Tuesday, October 22, 2013

Parliamentary sovereignty trumps contracts

Skycity's New Zealand International Convention Centre Bill was reported back [PDF] from select committee today. But while the National majority on the committee recommended that it be passed with only minor amendments, Labour and the Greens made it clear that they would be repealing the bill and its regulatory concessions, with the backing of a Crown Law opinion saying they could do so:

A future Government would be able to scrap the SkyCity convention centre deal without paying any compensation to the casino operator, Crown Law says.


Advice to the committee from Crown Law says while the deal and the legislation can be scrapped by a future government, it would be liable to pay SkyCity millions of dollars in compensation.

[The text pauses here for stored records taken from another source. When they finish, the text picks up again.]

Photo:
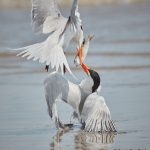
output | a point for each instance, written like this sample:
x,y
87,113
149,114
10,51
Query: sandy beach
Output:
x,y
120,53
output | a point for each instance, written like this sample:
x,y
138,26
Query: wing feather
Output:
x,y
53,55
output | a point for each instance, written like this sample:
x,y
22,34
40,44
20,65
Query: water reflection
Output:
x,y
83,140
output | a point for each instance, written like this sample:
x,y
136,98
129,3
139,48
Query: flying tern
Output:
x,y
47,19
89,107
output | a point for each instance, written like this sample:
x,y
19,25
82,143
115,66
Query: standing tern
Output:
x,y
89,107
47,19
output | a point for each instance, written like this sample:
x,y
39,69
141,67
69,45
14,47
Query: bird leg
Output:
x,y
47,68
85,68
79,53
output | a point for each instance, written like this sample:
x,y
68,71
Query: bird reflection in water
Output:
x,y
84,140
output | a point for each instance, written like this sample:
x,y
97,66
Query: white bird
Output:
x,y
90,108
47,19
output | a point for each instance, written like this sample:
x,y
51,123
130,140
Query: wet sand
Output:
x,y
120,53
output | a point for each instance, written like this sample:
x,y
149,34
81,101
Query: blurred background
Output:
x,y
120,53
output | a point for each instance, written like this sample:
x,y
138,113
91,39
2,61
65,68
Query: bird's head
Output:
x,y
82,52
92,76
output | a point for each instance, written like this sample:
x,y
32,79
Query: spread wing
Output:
x,y
46,17
47,52
96,115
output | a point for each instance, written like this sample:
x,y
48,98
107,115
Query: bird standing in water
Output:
x,y
89,107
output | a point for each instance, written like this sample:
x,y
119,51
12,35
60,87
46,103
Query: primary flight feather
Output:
x,y
47,19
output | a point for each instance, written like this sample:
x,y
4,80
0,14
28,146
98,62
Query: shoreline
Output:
x,y
18,4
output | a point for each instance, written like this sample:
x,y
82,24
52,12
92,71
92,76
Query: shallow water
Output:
x,y
120,52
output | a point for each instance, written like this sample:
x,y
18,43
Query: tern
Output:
x,y
89,107
47,19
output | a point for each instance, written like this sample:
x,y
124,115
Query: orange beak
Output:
x,y
85,68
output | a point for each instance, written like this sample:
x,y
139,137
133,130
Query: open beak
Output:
x,y
85,68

However, a future parliament could also amend the legislation to remove the compensation provisions.

Crown Law warned the wording of any future change must be extremely clear, because courts are likely to interpret ambiguity in favour of the payment of compensation.

Steven Joyce is squealing at this prospect, warning that any attempt to revoke the deal would cause Armageddon and corporate sulking. But Parliament is sovereign, and businesses know that this sort of arrangement is subject to "political risk". SkyCity's been put on notice about what will happen when the government changes; if they continue with the deal and lose a packet on it, they have only themselves to blame.

As for Joyce, if he doesn't want future Parliaments to revoke his sleazy backroom deals, he shouldn't make them. Its that simple.